I have other recordings of him screaming til he's hoarse about hating his life and wishing he was dead...and going to kill me because he couldn't find a receipt that he'd misplaced. He eventually found it where he'd put it but no apology. He is past apology now. It doesn't matter if it's his fault, the traffics fault, the TV or computers fault...it's just Gingers fault. Easier to deal with...and as has been reported back to me, he can really wring sympathy out of his friends, coworkers, and acquaintances. One such time when he was threatening, I opened the knife drawer and held a butcher knife up in front of me, waving it back and forth to warn him off. He smugly told me afterwards that he'd told all his friends at work that I chased him around the house with a knife!

So his pattern hasn't changed that much over the years,
just that instead of me being his confidante like the early years, the hate is turned toward me now. New people to beguile, much like he did with me all those years ago. Needless to say I'm embarrassed and ashamed to face any of his coworkers because I don't know what they've been told. I needn't worry about that too much though because he makes sure I don't go to any company parties or get togethers.

Sunday, February 5, 2012

My Secret Life...

I don't know how many times I've contemplated this and for one reason or another simply given up, knowing I would likely be thought of as a liar or delusional or both. Reason being, I am married to a man who is admired and liked by almost everyone who knows him (family excluded) and just about everyone would find it incredibly hard to believe anything bad about him. But I think it's reached a time for me to come clean, even if it's only to talk to someone...
I will have to talk about the current situation and work backwards I think because that would be easier for me.

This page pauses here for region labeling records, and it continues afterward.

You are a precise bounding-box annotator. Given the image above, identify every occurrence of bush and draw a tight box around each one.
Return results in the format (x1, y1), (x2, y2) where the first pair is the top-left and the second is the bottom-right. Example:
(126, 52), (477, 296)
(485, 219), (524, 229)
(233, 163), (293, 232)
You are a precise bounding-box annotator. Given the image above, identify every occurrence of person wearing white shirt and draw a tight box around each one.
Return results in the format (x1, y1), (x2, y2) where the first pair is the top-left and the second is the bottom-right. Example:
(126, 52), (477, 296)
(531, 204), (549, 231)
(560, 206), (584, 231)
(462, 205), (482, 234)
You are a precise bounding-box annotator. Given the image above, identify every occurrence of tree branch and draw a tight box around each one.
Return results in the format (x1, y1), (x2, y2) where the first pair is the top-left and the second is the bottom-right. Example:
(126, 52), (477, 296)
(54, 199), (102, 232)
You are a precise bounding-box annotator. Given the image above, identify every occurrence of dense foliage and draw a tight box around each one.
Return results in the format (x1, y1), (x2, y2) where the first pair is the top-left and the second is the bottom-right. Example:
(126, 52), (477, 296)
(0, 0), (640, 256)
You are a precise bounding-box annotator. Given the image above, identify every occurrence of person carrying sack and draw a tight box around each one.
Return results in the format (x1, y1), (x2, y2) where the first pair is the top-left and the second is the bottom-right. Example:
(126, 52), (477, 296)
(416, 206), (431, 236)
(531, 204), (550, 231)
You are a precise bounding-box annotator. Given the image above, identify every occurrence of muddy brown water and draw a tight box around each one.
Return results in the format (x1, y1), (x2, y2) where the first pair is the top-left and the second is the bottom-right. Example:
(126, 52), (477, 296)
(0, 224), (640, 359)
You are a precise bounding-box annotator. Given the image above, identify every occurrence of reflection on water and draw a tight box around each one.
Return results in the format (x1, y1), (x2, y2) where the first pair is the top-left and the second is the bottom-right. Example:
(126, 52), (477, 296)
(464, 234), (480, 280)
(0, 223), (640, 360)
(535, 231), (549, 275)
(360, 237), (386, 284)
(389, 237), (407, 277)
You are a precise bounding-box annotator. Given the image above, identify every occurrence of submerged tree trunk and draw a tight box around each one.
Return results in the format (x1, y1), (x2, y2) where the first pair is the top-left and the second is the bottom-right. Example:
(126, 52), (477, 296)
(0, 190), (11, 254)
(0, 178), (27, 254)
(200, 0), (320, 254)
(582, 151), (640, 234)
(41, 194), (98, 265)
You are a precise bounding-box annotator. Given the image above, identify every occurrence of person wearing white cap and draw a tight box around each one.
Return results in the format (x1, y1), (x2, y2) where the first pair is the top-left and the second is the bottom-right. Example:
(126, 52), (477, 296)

My husband is an abuser. In the last year or two that has escalated from verbal and emotional abuse to physical. He is shrewd, as most abusers are I'm told, always making sure there are no outward signs of abuse. A wrenched arm or a shove to the ground, anything that could to covered up by saying I fell on my own and hurt myself.

picture 1
Most of my injuries have come when I've tried to phone the police for help and he's grabbed a wrist or twisted my arm until I fall to the floor and dropped the phone. Picture number one here is an example of him twisting my arm so hard that my elbow swelled up to twice it's size and turned black and blue, then yellow and green. You can see by comparing to my other elbow in the photo how much it swelled. It took nearly two months before I was even able to lean on it.

So many people have asked me why I didn't just phone the police when he wasn't at home. Good question, but my reason for calling the police in the first place was just to get help so he would stop hurting me -- once he was stopped, I don't want to phone. And the reasons for that are many!

picture 2
Photo number two is what I thought were broken index and middle fingers but since I
didn't visit a doctor and I'm able to use them again now, I don't know. The index finger was rigid for about three weeks but I eventually got it to bend again, though not with the range it had. My husband and I share the same doctor which makes it difficult for me to go to him with any sort of injury. Unlike my husband, I am not a good, or practiced liar. He has a silver tongue and like O.J. Simpson, comes off as just the greatest guy. I will expand on that more later.

pictures 3 and 4 - these are somewhat blurry because they were taken holding a SLR Nikon in one hand and shooting into a bathroom mirror late at night.

I will finish this when time allows...there is a lot to tell since I've been holding back for most of my marriage.